Ornel Colomb explore pour « Poesibao » le dernier livre d’Yves di Manno, « Lavis », « pages rassemblées qui sont plus qu’un simple recueil ».
Yves di Manno, Lavis, Flammarion, 2023, 140 p., 17€.
Le dernier livre d’Yves di Manno a une importance particulière : il vient, lit-on en 4e de couverture, « mettre un terme tardif à son parcours poétique, entamé avec Champs en 1984 ». Par ce geste d’adieu à l’écriture (qui coïncide avec un autre et dramatique adieu, dont témoigne la dédicace à un fils récemment disparu), l’auteur rassemble la plupart des poèmes écrits durant la dernière décennie : deux minces recueils, augmentés de livres d’artistes et de quelques inédits. L’art poétique au passé qui lui sert d’exergue prend donc une valeur quasi olographique.
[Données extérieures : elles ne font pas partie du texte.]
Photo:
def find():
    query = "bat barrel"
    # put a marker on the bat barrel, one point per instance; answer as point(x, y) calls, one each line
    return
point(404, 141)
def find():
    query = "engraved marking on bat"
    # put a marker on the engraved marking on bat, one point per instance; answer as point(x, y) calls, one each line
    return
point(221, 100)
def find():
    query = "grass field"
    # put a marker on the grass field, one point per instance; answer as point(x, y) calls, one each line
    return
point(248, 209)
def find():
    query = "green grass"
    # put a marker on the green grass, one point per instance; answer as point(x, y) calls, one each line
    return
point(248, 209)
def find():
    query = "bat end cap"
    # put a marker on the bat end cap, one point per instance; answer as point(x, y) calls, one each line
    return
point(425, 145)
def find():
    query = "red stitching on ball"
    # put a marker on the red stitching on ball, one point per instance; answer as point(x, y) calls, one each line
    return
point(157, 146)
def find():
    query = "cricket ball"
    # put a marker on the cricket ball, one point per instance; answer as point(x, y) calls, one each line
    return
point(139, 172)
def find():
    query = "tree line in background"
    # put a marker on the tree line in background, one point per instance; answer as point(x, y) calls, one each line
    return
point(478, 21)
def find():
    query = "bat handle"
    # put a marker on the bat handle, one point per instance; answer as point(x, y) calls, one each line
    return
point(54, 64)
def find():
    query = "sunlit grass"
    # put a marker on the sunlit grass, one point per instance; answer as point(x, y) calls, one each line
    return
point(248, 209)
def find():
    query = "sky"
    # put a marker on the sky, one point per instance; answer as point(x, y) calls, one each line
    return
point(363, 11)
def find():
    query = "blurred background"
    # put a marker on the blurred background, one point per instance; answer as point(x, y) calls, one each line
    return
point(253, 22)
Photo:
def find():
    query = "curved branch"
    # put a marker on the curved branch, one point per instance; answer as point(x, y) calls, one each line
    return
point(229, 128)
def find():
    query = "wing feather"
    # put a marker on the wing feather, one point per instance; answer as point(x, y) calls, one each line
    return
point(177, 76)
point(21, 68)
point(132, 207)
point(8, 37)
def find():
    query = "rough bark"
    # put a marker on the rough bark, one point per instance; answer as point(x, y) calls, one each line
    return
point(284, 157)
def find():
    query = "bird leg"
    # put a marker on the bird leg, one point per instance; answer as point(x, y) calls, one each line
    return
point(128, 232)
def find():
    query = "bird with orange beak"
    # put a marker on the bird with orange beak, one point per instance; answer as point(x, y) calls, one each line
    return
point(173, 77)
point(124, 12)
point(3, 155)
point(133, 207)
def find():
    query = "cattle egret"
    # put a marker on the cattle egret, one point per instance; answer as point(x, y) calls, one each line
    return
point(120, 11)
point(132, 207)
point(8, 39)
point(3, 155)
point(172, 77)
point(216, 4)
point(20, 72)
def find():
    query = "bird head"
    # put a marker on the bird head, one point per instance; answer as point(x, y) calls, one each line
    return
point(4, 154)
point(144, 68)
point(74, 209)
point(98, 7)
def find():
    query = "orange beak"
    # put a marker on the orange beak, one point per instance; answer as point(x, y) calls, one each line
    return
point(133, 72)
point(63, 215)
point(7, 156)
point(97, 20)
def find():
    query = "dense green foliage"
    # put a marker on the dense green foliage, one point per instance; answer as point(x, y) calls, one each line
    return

Di Manno y rappelle ce qui a été le moteur de sa poésie, la tension vers « une mémoire plus vaste que la [s]ienne » – et l’on pense à Kambuja (Flammarion, 1992), qui s’emparait d’un matériau anonyme, les stèles de l’empire khmer, pour élaborer une vaste épopée collective dans laquelle l’auteur s’effaçait. Il y dit aussi l’attente d’une autre forme, à inscrire « au revers d’une / vie nouvelle », ou augurant « d’un temps sans dessein. »
Ce qui fait des pages ainsi rassemblées plus qu’un simple recueil, c’est l’omniprésence des arts plastiques, peinture ou photographie. Hormis un hommage au poète étasunien Jack Spicer, ils sont à l’origine et fournissent la matière de la plupart des poèmes. Ceux-ci ne cherchent pas à décrire l’œuvre ; ils n’en usent pas non plus seulement comme d’un moyen d’invention. Ils sont plutôt le lieu d’une confrontation, sans esquive mais sans servilité, à un matériau étranger qui appréhende le monde d’une autre façon, occasion pour le poète d’approfondir les ressources et les pouvoirs de l’écriture. Même le poème inspiré par un livre, composé en agençant librement des fragments empruntés à trois textes de Nicolas Pesquès, semble écrit en regard d’œuvres peintes.
La principale section de ce livre est une reprise de terre sienne, publié en 2012 chez Isabelle Sauvage, qui marquait un retour à la poésie après des années consacrées à la traduction et aux essais. L’ouvrage a été écrit dans la contemplation de toiles dont l’auteur n’est pas ici précisé, qu’on apprend en consultant la première édition : Mathias Perez, un peintre abstrait familier du travail avec les poètes. En les arrachant à la circonstance, di Manno ne fait pas de ses poèmes de purs objets verbaux. La peinture y transparaît sans cesse, par les outils et les gestes du peintre, par la composition du tableau, souvent en diptyque, par les couleurs. Le pinceau fouille la matière ; l’œil entre dans la toile, une fenêtre aux battants ouverts sur un paysage où noir et vert s’affrontent ; une scène y affleure, un corps parfois, abîmé dans la terre noire, sous le vert profond d’une forêt – pourquoi ai-je plusieurs fois pensé au Cambodge martyr ? Le récit esquissé s’interrompt aussitôt, ou n’est donné qu’en creux : du drame ne reste que le paysage où il s’inscrivait, réduit à ses couleurs élémentaires.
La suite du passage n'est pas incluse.